しかし、その拳は見えない壁に阻まれた。バチンと弾かれるように火花が散り、ルカは驚いた顔で後ずさる。
「なっ……何だ、これ……!?」
カリザードは愉快そうに笑い声を響かせた。
「フフフ……まさか、私が無駄に饒舌を振るっているとでも思ったのですか? さきほどからの時間は、防御魔術を完成させるための“時間稼ぎ”に過ぎませんよ。これでもう、儀式を邪魔することはできないでしょう?」
カリザードは余裕たっぷりに背を向け、紅く輝く魔法陣へと歩み寄った。
その背中から漂う気配は、底知れぬ狂気と陶酔で満ちている。
「半人前の諸君は、そこで大人しく見物していなさい。今宵、私の舞台に降臨する大悪魔を!」
ノクスは槍を握り直し、アリスは詠唱に入った。だが、二人の攻撃も防御結界を揺るがすことさえできない。
「くっ……!」
「駄目です、ノクス君……! 高度な多重防御式です……!」
アリスが焦燥を滲ませる声で告げる。
ノクスは歯ぎしりをしながら、なおも壁に槍を突き立て続ける。ルカも拳の連打を放つが、壁はひび割れすらしない。

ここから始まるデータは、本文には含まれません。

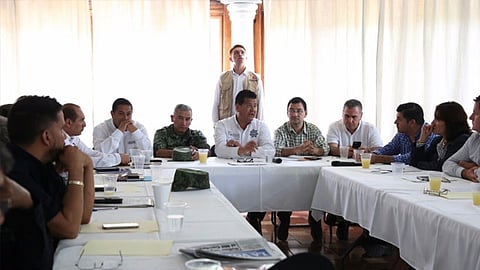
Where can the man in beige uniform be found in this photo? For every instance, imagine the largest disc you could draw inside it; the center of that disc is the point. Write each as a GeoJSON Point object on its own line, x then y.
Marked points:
{"type": "Point", "coordinates": [233, 81]}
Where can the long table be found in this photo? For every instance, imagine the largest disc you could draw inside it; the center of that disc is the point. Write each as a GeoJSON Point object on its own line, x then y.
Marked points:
{"type": "Point", "coordinates": [287, 186]}
{"type": "Point", "coordinates": [431, 232]}
{"type": "Point", "coordinates": [209, 217]}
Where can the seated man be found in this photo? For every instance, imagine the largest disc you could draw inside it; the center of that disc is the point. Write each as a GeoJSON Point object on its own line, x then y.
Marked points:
{"type": "Point", "coordinates": [350, 129]}
{"type": "Point", "coordinates": [409, 125]}
{"type": "Point", "coordinates": [344, 132]}
{"type": "Point", "coordinates": [120, 133]}
{"type": "Point", "coordinates": [74, 124]}
{"type": "Point", "coordinates": [465, 162]}
{"type": "Point", "coordinates": [37, 144]}
{"type": "Point", "coordinates": [179, 134]}
{"type": "Point", "coordinates": [298, 137]}
{"type": "Point", "coordinates": [243, 135]}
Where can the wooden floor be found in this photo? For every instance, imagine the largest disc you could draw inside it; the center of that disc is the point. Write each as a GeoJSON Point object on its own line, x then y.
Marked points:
{"type": "Point", "coordinates": [299, 241]}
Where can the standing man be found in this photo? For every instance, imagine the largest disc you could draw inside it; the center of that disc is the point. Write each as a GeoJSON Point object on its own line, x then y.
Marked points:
{"type": "Point", "coordinates": [37, 145]}
{"type": "Point", "coordinates": [243, 135]}
{"type": "Point", "coordinates": [233, 81]}
{"type": "Point", "coordinates": [179, 134]}
{"type": "Point", "coordinates": [74, 125]}
{"type": "Point", "coordinates": [298, 137]}
{"type": "Point", "coordinates": [351, 128]}
{"type": "Point", "coordinates": [120, 133]}
{"type": "Point", "coordinates": [409, 124]}
{"type": "Point", "coordinates": [465, 163]}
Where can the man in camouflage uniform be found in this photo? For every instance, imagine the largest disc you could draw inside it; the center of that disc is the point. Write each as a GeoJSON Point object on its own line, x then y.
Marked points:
{"type": "Point", "coordinates": [179, 134]}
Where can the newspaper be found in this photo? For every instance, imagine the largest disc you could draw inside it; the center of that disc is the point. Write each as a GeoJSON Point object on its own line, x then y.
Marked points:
{"type": "Point", "coordinates": [249, 249]}
{"type": "Point", "coordinates": [125, 202]}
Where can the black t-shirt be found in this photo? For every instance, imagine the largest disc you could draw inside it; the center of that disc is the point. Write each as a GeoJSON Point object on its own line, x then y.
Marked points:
{"type": "Point", "coordinates": [28, 228]}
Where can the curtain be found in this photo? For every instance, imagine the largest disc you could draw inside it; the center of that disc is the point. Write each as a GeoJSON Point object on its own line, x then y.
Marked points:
{"type": "Point", "coordinates": [381, 52]}
{"type": "Point", "coordinates": [44, 49]}
{"type": "Point", "coordinates": [154, 53]}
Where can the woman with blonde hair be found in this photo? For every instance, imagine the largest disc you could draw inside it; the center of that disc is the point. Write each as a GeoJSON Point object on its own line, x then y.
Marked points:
{"type": "Point", "coordinates": [451, 125]}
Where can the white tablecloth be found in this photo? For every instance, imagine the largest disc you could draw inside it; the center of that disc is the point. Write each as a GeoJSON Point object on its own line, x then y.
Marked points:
{"type": "Point", "coordinates": [431, 232]}
{"type": "Point", "coordinates": [209, 218]}
{"type": "Point", "coordinates": [270, 187]}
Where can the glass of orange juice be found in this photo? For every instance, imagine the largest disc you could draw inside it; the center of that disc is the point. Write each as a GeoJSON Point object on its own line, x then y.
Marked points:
{"type": "Point", "coordinates": [366, 157]}
{"type": "Point", "coordinates": [476, 194]}
{"type": "Point", "coordinates": [435, 180]}
{"type": "Point", "coordinates": [202, 155]}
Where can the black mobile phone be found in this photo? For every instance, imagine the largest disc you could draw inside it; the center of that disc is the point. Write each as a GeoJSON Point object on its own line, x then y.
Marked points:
{"type": "Point", "coordinates": [108, 200]}
{"type": "Point", "coordinates": [356, 144]}
{"type": "Point", "coordinates": [423, 178]}
{"type": "Point", "coordinates": [126, 225]}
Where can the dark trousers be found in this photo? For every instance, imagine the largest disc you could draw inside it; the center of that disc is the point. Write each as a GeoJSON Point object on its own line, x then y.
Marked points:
{"type": "Point", "coordinates": [284, 217]}
{"type": "Point", "coordinates": [255, 219]}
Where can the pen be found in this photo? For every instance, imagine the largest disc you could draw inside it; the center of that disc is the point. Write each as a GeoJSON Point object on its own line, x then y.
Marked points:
{"type": "Point", "coordinates": [105, 208]}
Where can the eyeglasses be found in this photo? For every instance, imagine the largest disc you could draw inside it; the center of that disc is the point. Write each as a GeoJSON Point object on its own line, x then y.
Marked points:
{"type": "Point", "coordinates": [245, 160]}
{"type": "Point", "coordinates": [299, 111]}
{"type": "Point", "coordinates": [110, 264]}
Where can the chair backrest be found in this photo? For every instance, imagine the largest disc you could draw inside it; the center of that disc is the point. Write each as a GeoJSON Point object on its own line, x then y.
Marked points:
{"type": "Point", "coordinates": [304, 261]}
{"type": "Point", "coordinates": [212, 151]}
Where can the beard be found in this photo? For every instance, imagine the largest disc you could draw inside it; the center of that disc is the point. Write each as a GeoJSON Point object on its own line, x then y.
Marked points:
{"type": "Point", "coordinates": [54, 153]}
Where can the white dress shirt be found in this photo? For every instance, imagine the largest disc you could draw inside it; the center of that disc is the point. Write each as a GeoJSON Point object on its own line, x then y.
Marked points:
{"type": "Point", "coordinates": [108, 139]}
{"type": "Point", "coordinates": [365, 133]}
{"type": "Point", "coordinates": [237, 87]}
{"type": "Point", "coordinates": [229, 129]}
{"type": "Point", "coordinates": [99, 159]}
{"type": "Point", "coordinates": [470, 151]}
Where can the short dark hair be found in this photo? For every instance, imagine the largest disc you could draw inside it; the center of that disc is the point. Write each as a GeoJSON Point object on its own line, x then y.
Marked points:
{"type": "Point", "coordinates": [69, 111]}
{"type": "Point", "coordinates": [30, 116]}
{"type": "Point", "coordinates": [296, 100]}
{"type": "Point", "coordinates": [236, 46]}
{"type": "Point", "coordinates": [5, 109]}
{"type": "Point", "coordinates": [182, 107]}
{"type": "Point", "coordinates": [352, 103]}
{"type": "Point", "coordinates": [120, 101]}
{"type": "Point", "coordinates": [244, 94]}
{"type": "Point", "coordinates": [455, 119]}
{"type": "Point", "coordinates": [411, 110]}
{"type": "Point", "coordinates": [6, 159]}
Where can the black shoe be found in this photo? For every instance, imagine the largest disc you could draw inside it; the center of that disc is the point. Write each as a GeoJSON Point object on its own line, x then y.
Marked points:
{"type": "Point", "coordinates": [283, 246]}
{"type": "Point", "coordinates": [256, 224]}
{"type": "Point", "coordinates": [331, 219]}
{"type": "Point", "coordinates": [315, 229]}
{"type": "Point", "coordinates": [282, 231]}
{"type": "Point", "coordinates": [342, 231]}
{"type": "Point", "coordinates": [315, 247]}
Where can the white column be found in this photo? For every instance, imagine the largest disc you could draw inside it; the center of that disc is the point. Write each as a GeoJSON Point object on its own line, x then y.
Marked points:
{"type": "Point", "coordinates": [242, 13]}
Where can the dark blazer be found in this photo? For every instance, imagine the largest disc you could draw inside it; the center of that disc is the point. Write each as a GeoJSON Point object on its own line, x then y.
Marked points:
{"type": "Point", "coordinates": [427, 159]}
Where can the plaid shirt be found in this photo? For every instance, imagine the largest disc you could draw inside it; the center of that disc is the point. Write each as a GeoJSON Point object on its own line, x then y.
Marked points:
{"type": "Point", "coordinates": [285, 136]}
{"type": "Point", "coordinates": [166, 138]}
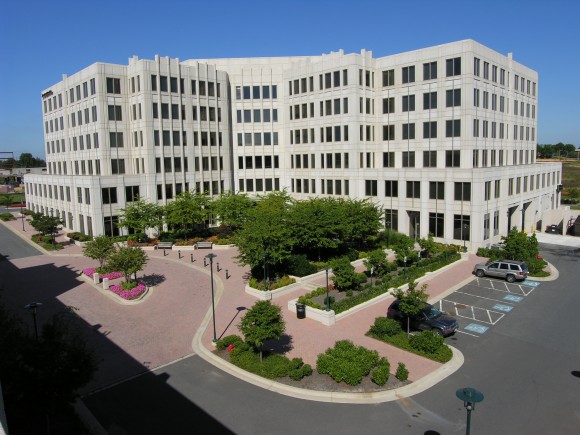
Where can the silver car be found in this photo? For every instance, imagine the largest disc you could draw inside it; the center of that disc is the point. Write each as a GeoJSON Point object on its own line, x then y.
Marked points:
{"type": "Point", "coordinates": [510, 270]}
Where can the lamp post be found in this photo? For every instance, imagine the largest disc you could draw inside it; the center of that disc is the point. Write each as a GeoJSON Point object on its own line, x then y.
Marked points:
{"type": "Point", "coordinates": [32, 308]}
{"type": "Point", "coordinates": [265, 280]}
{"type": "Point", "coordinates": [327, 297]}
{"type": "Point", "coordinates": [470, 397]}
{"type": "Point", "coordinates": [211, 257]}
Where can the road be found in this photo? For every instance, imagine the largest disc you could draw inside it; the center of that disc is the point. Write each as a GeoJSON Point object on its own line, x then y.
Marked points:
{"type": "Point", "coordinates": [527, 365]}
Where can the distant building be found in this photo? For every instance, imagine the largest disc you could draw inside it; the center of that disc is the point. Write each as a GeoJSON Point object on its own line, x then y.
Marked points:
{"type": "Point", "coordinates": [443, 138]}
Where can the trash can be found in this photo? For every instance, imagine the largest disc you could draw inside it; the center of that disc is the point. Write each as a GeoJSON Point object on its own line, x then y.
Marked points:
{"type": "Point", "coordinates": [300, 311]}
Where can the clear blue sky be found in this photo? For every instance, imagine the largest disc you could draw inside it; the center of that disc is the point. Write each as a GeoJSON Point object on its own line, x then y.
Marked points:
{"type": "Point", "coordinates": [41, 40]}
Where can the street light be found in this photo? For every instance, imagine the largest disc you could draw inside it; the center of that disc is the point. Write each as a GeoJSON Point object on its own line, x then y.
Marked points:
{"type": "Point", "coordinates": [211, 257]}
{"type": "Point", "coordinates": [32, 308]}
{"type": "Point", "coordinates": [470, 397]}
{"type": "Point", "coordinates": [327, 297]}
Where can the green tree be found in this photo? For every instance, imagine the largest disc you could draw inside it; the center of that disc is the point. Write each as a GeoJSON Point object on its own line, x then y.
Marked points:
{"type": "Point", "coordinates": [140, 215]}
{"type": "Point", "coordinates": [231, 208]}
{"type": "Point", "coordinates": [519, 246]}
{"type": "Point", "coordinates": [344, 275]}
{"type": "Point", "coordinates": [127, 260]}
{"type": "Point", "coordinates": [376, 260]}
{"type": "Point", "coordinates": [315, 224]}
{"type": "Point", "coordinates": [266, 231]}
{"type": "Point", "coordinates": [39, 378]}
{"type": "Point", "coordinates": [99, 249]}
{"type": "Point", "coordinates": [190, 209]}
{"type": "Point", "coordinates": [262, 322]}
{"type": "Point", "coordinates": [411, 301]}
{"type": "Point", "coordinates": [403, 247]}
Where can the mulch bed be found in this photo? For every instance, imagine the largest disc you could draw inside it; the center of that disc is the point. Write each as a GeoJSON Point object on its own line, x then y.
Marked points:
{"type": "Point", "coordinates": [320, 382]}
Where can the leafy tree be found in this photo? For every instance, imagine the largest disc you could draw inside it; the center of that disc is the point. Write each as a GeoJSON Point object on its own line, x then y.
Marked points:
{"type": "Point", "coordinates": [360, 219]}
{"type": "Point", "coordinates": [262, 322]}
{"type": "Point", "coordinates": [428, 244]}
{"type": "Point", "coordinates": [231, 208]}
{"type": "Point", "coordinates": [41, 377]}
{"type": "Point", "coordinates": [518, 246]}
{"type": "Point", "coordinates": [376, 260]}
{"type": "Point", "coordinates": [127, 260]}
{"type": "Point", "coordinates": [99, 249]}
{"type": "Point", "coordinates": [411, 301]}
{"type": "Point", "coordinates": [316, 224]}
{"type": "Point", "coordinates": [266, 231]}
{"type": "Point", "coordinates": [345, 276]}
{"type": "Point", "coordinates": [190, 209]}
{"type": "Point", "coordinates": [403, 247]}
{"type": "Point", "coordinates": [140, 215]}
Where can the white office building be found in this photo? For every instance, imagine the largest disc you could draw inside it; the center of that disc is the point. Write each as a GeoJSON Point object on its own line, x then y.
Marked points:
{"type": "Point", "coordinates": [442, 138]}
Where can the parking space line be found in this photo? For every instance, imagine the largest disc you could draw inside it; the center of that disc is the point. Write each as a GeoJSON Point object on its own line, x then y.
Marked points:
{"type": "Point", "coordinates": [480, 297]}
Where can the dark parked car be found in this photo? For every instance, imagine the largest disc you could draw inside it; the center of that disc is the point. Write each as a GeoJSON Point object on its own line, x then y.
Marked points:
{"type": "Point", "coordinates": [508, 269]}
{"type": "Point", "coordinates": [430, 318]}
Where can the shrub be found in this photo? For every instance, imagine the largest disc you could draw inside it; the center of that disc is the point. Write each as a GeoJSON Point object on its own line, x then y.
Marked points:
{"type": "Point", "coordinates": [384, 327]}
{"type": "Point", "coordinates": [347, 362]}
{"type": "Point", "coordinates": [426, 341]}
{"type": "Point", "coordinates": [298, 265]}
{"type": "Point", "coordinates": [402, 373]}
{"type": "Point", "coordinates": [223, 343]}
{"type": "Point", "coordinates": [7, 217]}
{"type": "Point", "coordinates": [380, 374]}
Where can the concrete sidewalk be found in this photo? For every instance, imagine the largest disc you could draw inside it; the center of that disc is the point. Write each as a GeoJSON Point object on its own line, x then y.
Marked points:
{"type": "Point", "coordinates": [159, 330]}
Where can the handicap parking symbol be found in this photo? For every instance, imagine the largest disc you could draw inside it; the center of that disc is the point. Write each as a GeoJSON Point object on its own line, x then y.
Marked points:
{"type": "Point", "coordinates": [474, 327]}
{"type": "Point", "coordinates": [502, 307]}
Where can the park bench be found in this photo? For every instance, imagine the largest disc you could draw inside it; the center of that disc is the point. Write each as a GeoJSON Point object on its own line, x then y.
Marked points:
{"type": "Point", "coordinates": [164, 245]}
{"type": "Point", "coordinates": [200, 245]}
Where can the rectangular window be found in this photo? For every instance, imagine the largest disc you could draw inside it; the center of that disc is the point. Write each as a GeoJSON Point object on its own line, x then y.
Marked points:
{"type": "Point", "coordinates": [430, 71]}
{"type": "Point", "coordinates": [408, 159]}
{"type": "Point", "coordinates": [453, 67]}
{"type": "Point", "coordinates": [436, 190]}
{"type": "Point", "coordinates": [452, 158]}
{"type": "Point", "coordinates": [462, 191]}
{"type": "Point", "coordinates": [409, 74]}
{"type": "Point", "coordinates": [409, 131]}
{"type": "Point", "coordinates": [453, 98]}
{"type": "Point", "coordinates": [391, 188]}
{"type": "Point", "coordinates": [413, 189]}
{"type": "Point", "coordinates": [430, 130]}
{"type": "Point", "coordinates": [429, 100]}
{"type": "Point", "coordinates": [453, 128]}
{"type": "Point", "coordinates": [389, 77]}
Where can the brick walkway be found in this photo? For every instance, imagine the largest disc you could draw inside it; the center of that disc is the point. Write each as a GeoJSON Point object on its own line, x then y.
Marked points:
{"type": "Point", "coordinates": [160, 329]}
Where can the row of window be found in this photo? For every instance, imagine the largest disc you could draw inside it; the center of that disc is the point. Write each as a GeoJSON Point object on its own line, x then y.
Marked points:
{"type": "Point", "coordinates": [258, 162]}
{"type": "Point", "coordinates": [177, 86]}
{"type": "Point", "coordinates": [259, 115]}
{"type": "Point", "coordinates": [257, 92]}
{"type": "Point", "coordinates": [258, 184]}
{"type": "Point", "coordinates": [325, 81]}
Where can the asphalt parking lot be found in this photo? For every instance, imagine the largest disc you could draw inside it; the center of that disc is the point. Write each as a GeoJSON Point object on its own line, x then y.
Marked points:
{"type": "Point", "coordinates": [484, 302]}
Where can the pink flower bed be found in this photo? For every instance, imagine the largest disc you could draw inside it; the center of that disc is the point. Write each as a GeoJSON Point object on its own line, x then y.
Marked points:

アリスが魔力を練りながら複雑な破壊術式を放つが、カリザードの結界には傷一つも揺らがない。
そんな中、カリザードが呟く。
「――さぁすべての準備ができましたよ」
その声は静かで、それでいて不気味な重さを帯びていた。ノクスたちは瞬時に身構える。ルカも奥歯を噛み、拳を握り締める。
カリザードは陶酔した声で叫んだ。
「さあ! 待ちに待った大悪魔の降臨だ!!」
紅い魔法陣が一気に輝きを増し、洞窟全体を揺るがす。熱と圧力が渦巻き、ノクスたちを包み込む。視界が紅蓮に染まり、空気が焼けるように震える。
三人は互いを庇うように背を寄せ合った。
「来るぞ!」
「絶対に、負けられません!」
「クソッタレ……どんな悪魔だろうが、ぶっ飛ばしてやる!!」
紅い光が爆ぜ、轟音とともにその場を呑み込んでいった――。